Premier pourvoyeur d’aide humanitaire, USAID a vu son budget revu drastiquement à la baisse par Donald Trump. Alors que certaines ONG, notamment en Afrique, ont déjà dû arrêter leurs activités faute de financements, les conséquences sont encore en cours d’évaluation. Une récente étude publiée dans The Lancet estime que ces coupes pourraient entraîner 14 millions de morts supplémentaires d’ici à 2030, dont un tiers d’enfants. Entretien avec Dean Karlan, professeur d’économie et de finance à l’université américaine Northwestern, et ex-chef économiste d’USAID.

RFI : Quelle est la vision de l’aide prônée par Donald Trump ?
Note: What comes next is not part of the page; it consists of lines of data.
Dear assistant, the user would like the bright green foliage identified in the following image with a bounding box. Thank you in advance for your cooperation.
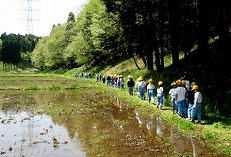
[31,37,49,69]
[71,0,105,67]
[45,25,67,69]
[32,0,126,70]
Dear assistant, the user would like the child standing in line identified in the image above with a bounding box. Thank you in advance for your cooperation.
[157,81,164,110]
[135,78,141,97]
[119,75,125,90]
[127,75,135,95]
[181,80,188,117]
[187,82,197,120]
[191,85,203,124]
[147,79,155,104]
[138,76,146,100]
[175,79,187,118]
[169,82,177,114]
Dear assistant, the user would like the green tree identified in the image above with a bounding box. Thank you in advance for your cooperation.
[44,25,67,69]
[1,34,21,71]
[67,12,75,23]
[31,37,48,69]
[70,0,105,69]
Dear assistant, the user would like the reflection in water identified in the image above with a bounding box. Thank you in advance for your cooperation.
[146,119,154,131]
[131,102,221,156]
[169,126,204,156]
[116,97,125,111]
[134,109,164,136]
[0,91,226,157]
[0,110,86,157]
[135,109,145,127]
[156,116,163,136]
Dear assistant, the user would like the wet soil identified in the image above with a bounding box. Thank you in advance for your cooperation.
[0,90,227,157]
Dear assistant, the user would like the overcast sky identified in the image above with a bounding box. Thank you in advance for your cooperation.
[0,0,89,36]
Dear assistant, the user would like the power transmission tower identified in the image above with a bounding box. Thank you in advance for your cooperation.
[21,0,39,35]
[26,0,33,34]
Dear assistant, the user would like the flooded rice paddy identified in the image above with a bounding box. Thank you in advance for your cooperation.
[0,89,226,157]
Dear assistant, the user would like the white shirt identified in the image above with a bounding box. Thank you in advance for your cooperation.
[138,81,146,88]
[169,88,177,99]
[175,86,186,101]
[147,84,155,90]
[157,87,164,94]
[184,80,190,91]
[194,91,202,104]
[135,81,140,89]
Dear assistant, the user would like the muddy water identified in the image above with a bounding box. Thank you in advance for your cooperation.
[0,90,224,157]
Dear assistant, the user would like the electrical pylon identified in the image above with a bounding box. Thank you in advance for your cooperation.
[26,0,33,34]
[21,0,38,35]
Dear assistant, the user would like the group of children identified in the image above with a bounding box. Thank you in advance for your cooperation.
[169,79,202,123]
[127,75,202,124]
[93,73,202,124]
[128,76,164,110]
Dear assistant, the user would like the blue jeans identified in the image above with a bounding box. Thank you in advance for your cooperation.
[192,103,202,121]
[157,93,163,108]
[139,87,145,100]
[188,103,194,119]
[182,99,187,116]
[147,89,154,103]
[106,80,110,86]
[128,87,133,95]
[177,99,186,117]
[171,98,177,113]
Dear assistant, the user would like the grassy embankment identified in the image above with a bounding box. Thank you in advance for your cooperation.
[0,55,231,156]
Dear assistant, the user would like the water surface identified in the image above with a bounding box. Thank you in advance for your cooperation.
[0,90,225,157]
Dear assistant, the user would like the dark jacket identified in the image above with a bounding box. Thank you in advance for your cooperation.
[127,80,135,87]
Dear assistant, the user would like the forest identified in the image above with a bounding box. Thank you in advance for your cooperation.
[0,0,231,117]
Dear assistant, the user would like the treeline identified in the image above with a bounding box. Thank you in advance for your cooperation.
[0,33,40,71]
[32,0,230,72]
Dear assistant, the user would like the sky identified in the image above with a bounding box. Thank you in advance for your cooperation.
[0,0,89,37]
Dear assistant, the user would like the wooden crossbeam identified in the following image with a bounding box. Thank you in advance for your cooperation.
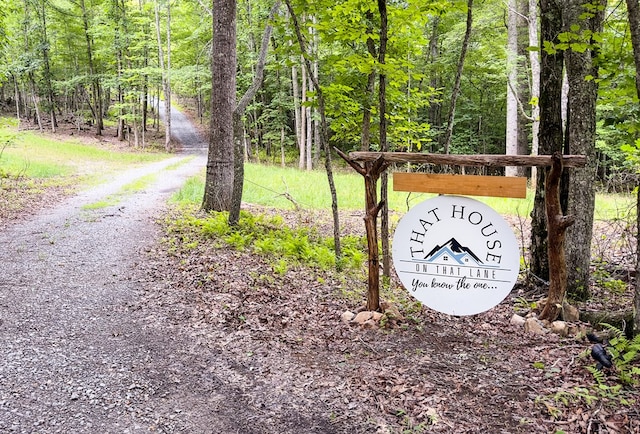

Dean Karlan : Pour l’instant, nous savons ce qu’il ne fait pas. Nous ne savons pas vraiment ce qu’il va faire. Ce que Donald Trump a fait, c’est démanteler l’USAID en licenciant du personnel, mais aussi en coupant sévèrement dans les budgets. Mais il n’y a pas vraiment de plan très clair sur la façon dont cela va fonctionner. Ce qui est clair, c’est qu’il s’agira d’un type d’aide plus transactionnel, où l’on se concentrera sur ce que peuvent en retirer les États-Unis.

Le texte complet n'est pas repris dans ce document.